Digital payments have recorded a compounded annual growth rate (CAGR) of 50 per cent and 10 per cent in volume and value terms, respectively, in the last seven years (between 2017-18 and 2023-24), RBI said in its latest Report on Currency and Finance (RCF).

Digital payments, including NEFT (National Electronic Funds Transfer), UPI (Unified Payments Interface), credit and debit cards, saw 164 billion transactions worth ₹2,428 lakh crore in 2023-24. Except paper-based instruments, all other payments constitute digital transactions.

Share of NEFT

In value terms, NEFT transactions had the highest share (49.4 per cent) in total retail payments in 2023-24, followed by UPI (25.3 per cent share in 2023-24 as compared to only 2.4 per cent in 2018-19).

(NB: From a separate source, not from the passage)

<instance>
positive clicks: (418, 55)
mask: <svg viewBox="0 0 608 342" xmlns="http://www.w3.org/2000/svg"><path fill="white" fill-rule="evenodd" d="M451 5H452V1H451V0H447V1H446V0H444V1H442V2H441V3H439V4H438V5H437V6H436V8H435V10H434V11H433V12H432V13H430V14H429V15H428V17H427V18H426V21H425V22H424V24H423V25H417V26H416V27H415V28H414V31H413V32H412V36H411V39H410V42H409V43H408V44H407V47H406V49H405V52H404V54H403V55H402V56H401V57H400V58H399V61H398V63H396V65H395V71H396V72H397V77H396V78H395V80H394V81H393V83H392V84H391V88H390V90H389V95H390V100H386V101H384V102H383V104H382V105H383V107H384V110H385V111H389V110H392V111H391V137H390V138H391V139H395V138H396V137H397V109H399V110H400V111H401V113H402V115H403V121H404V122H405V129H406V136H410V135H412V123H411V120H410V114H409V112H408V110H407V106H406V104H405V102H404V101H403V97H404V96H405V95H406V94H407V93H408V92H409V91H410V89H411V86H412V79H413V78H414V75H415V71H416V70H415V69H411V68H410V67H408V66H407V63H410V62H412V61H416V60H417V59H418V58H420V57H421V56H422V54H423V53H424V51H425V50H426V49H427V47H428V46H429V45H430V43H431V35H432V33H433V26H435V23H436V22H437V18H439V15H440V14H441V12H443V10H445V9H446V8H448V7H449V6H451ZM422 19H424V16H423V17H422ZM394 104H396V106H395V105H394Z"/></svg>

RBI officials noted that UPI has seen a tenfold increase in volume over the past four years, increasing from 12.5 billion transactions in 2019-20 to 131 billion transactions in 2023-24 - 80 per cent of all digital payment volumes.

Currently, the UPI is recording nearly 14 billion transactions a month, buoyed by 424 million unique users in June 2024.

The officials said the surpassing of UPI transactions volume for peer-to-merchant (P2M) transactions over the peer-to-peer (P2P) segment and high volume for small value transaction categories indicate its high usage.

Governor Shaktikanta Das, in his foreword to RCF, underscored that digitalisation in finance is paving the way for next-generation banking; improving access to financial services at affordable costs; and enhancing the impact of direct benefit transfers by effective targeting of beneficiaries in a cost-efficient manner.

Retail loans

Further, loans in the retail segment are being enabled by online payments and innovative credit assessment models with instant disbursements. E-commerce is being boosted through embedded finance. All these innovations are making financial markets more efficient and integrated

“....At the same time, digitalisation also presents challenges related to cybersecurity, data privacy, data bias, vendor and third-party risks, and customer protection. Increased inter-connectedness may lead to systemic risks.

“Additionally, emerging technologies can introduce complex products and business models with risks that users may not fully understand, including the proliferation of fraudulent apps and mis-selling through dark patterns. Digitalisation may induce human resource challenges in the financial sector, necessitating strategic investments in upskilling and reskilling,” Das said.

RBI officials highlighted that the intensity of digital payment usage has shot up multi-fold: the number of transactions per lakh (Rs) of GDP increased from 0.8 in 2005-06 to 56 in 2023-24, and the number of transactions per capita from 0.2 in 2005-06 to 114 in 2023-24.

The average value of transaction per capita for total digital payments surged from ₹0.4 lakhs to ₹16.8 lakhs over the same period.